Amazon devices are listening, watching and will soon be cleaning up after you.
The e-commerce giant will acquire iRobot – best known for its robotic vacuum Roomba – under a $1.7 billion all-cash deal, the latest step in its push into the home.
From fitness wearables to streaming devices to its Alexa digital assistant, Amazon has advanced a lineup of devices under an ecosystem that ties consumers more tightly to the company and its services.
Last year, it introduced Astro, a $1,000-plus robot meant to ferry around small items and keep its cameras peeled for intruders.
The deal announced Friday also is a continuation of Amazon’s business strategy to expand market share in different product categories through acquisitions.
It snapped up Ring, which makes video doorbells and other smart-home technology, in February 2018, and before that Blink, which makes connected cameras and doorbells for the home.
It also stunned the grocery industry in 2017 when it announced the purchase of Whole Foods Market, a deal valued at $13.7 billion.
The move comes just two weeks after Amazon announced it would buy the primary care provider One Medical for $3.9 billion as part of a major expansion of the tech company’s health care ambitions.
The tie-up, one of its largest acquisitions ever, gives Amazon a physical network of health care offices and providers and bolsters its existing health care portfolio, which includes an online pharmacy and Amazon Care, a virtual and in-home urgent care service.
Amazon’s $61-per-share offer represents a 22% premium over Thursday’s closing price of $49.99.
On Friday, iRobot stock surged nearly 19.1% to close at $59.54.
“We know that saving time matters, and chores take precious time that can be better spent doing something that customers love,” said Dave Limp, senior vice president of Amazon Devices.
“Over many years, the iRobot team has proven its ability to reinvent how people clean with products that are incredibly practical and inventive.”
Founded in 1990 by roboticists from the Massachusetts Institute of Technology, iRobot offers an array of automated vacuums and mops, as well as air purifiers and handheld vacuums.
Its signature Roomba, which retails for as much as $1,000, learns the contours and corners of floors and can detect objects, offering connectivity to Wi-Fi networks and smartphones and can be summoned by voice-activated smart home devices.
The company began trading on the Nasdaq in 2005 but, iRobot has had a rocky year.
On Friday, it reported second-quarter revenue of $255.4 million, a 30% drop from the year-ago period.
It reported a net loss of $43.4 million for the three-month period ended July 2.
The company also plans to shift certain non-core engineering roles to lower-cost regions as part of a cost-reduction plan, and lay off 10% of its workforce, roughly 140 employees, according to the earnings report.
The company has withdrawn the 2022 financial forecast that it issued in May and, citing “ongoing disruptions and uncertainty that could impact the company’s outlook,” it suspended providing all other guidance about future performance.
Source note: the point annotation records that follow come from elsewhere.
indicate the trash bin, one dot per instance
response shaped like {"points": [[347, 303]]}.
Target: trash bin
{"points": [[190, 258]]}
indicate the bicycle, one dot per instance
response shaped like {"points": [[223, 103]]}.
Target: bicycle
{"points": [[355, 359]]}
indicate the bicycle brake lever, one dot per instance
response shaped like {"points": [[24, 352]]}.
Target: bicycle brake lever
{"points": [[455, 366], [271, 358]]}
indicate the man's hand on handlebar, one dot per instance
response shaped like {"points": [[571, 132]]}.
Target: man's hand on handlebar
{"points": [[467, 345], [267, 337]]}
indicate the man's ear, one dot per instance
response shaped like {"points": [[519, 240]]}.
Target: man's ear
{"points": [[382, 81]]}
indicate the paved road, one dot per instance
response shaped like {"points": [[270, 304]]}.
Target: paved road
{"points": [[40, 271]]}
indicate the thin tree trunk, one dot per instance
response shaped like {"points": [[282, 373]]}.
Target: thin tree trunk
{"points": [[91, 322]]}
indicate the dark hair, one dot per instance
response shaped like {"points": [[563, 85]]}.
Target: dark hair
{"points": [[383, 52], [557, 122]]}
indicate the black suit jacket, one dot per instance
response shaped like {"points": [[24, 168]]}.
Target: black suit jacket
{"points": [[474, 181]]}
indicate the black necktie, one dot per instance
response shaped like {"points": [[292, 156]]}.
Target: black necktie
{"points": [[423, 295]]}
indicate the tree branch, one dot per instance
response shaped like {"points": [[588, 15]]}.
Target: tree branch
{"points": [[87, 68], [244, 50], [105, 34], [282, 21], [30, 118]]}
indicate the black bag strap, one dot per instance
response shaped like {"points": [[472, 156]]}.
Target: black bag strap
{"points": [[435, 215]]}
iRobot’s products, which map out the floor plans of its customers’ most intimate spaces, will augment Amazon’s suite of products that function by surveilling the home, and the people inside of it.
What began as a microphone in a speaker has evolved into a growing genre of devices meant to make domestic life more enjoyable.
Last September, at the company’s annual fall press event, Amazon unveiled a 15-inch wall-mounted version of its Echo Show screen that watches and listens to your home, and a number of other products and services that all monitor consumers in some way to anticipate their needs.
The growth of such technology highlights consumers’ increasing tolerance for sensors and cameras trained on their daily routines.
That evolution has drawn criticism from privacy advocates and concerned consumers.